Ce petit film, qu'on verra dans les salles de cinéma dans quelques jours et à la télévision si les programmateurs s'éveillent à l'intelligence, on peut rêver, a été écrit et réalisé par Jean-Marie Périer. En collaboration étroite et avec le chaleureux soutien de Jacques Séguéla, dont le quotient intellectuel dépasse largement le chiffre de la température anale dès qu'il cesse de nous comparer le message publicitaire à l'expression onirique de quelque néoromantisme éthéré.

Un film de Périer et Séguéla dure une minute.
C'est un chef-d'oeuvre. Ça existe, un chef-d'oeuvre de soixante secondes : personnellement, je n'échangerais pas Viens poupoule contre deux barils de la Traviata, ni ce film-plume-ci contre deux quintaux de Lelouch... C'est beau et terriblement efficace. Je l'ai montré à une petite fille qui m'est familière et qui a presque l'âge de celle du film, et j'ai lu dans ses yeux, furtif et flamboyant, le dégoût salutaire des immondices exotiques.

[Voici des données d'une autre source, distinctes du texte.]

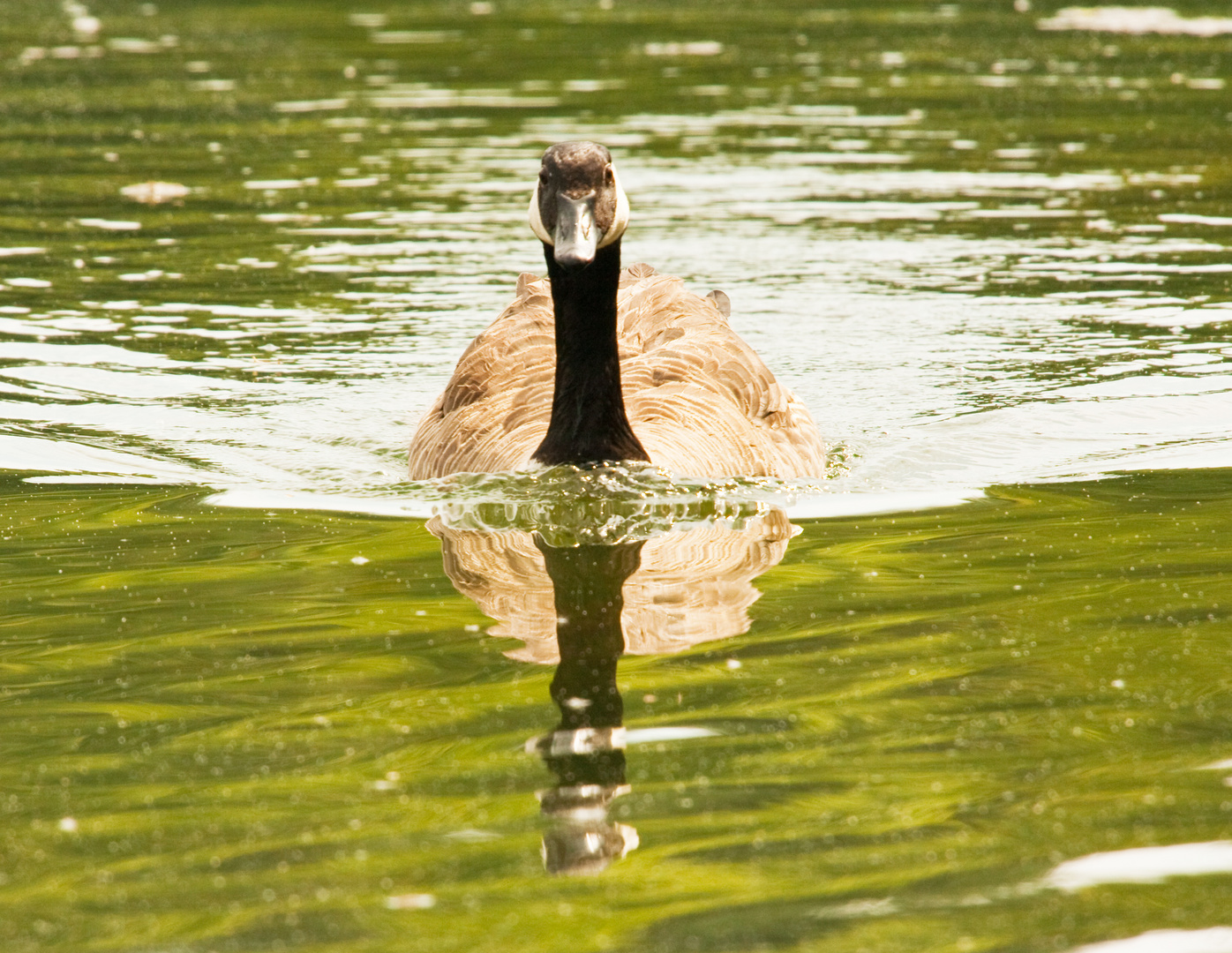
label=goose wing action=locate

Et pourtant, Dieu m'émascule, si possible au laser ça fait moins mal, il s'est trouvé de consternantes badernes pour hurler au scandale. Ces censeurs, que seule la crainte du pléonasme m'interdit de qualifier d'imbéciles, se sont montrés choqués par la dureté du film. Engoncés dans le carcan étriqué de leurs certitudes apprises, ils sont de ceux qui hurlent à la lune morte les cris de leur coeur surgelé : on ne doit pas dire de gros mots, même pour lutter contre la drogue. On ne doit pas mettre ses doigts dans son nez quand on monte à l'assaut. On ne doit pas mettre ses coudes sur la chaise électrique. Les mêmes se justifient en arguant que ce type de propagande attire les jeunes vers la drogue au lieu de les en dégoûter. Ils disent aussi que les manifs antiracistes exacerbent les désirs de pogrom des eunuques en cuir. Alors quoi ? Chut, silence, pas un mot ? Après tout, c'était le bon temps, celui où leur- bonne, enceinte de leurs soubresauts obscènes, se défonçait sans bruit les entrailles à l'aiguille à tricoter avant d'aller crever au caniveau, comme un junkie sous overdose.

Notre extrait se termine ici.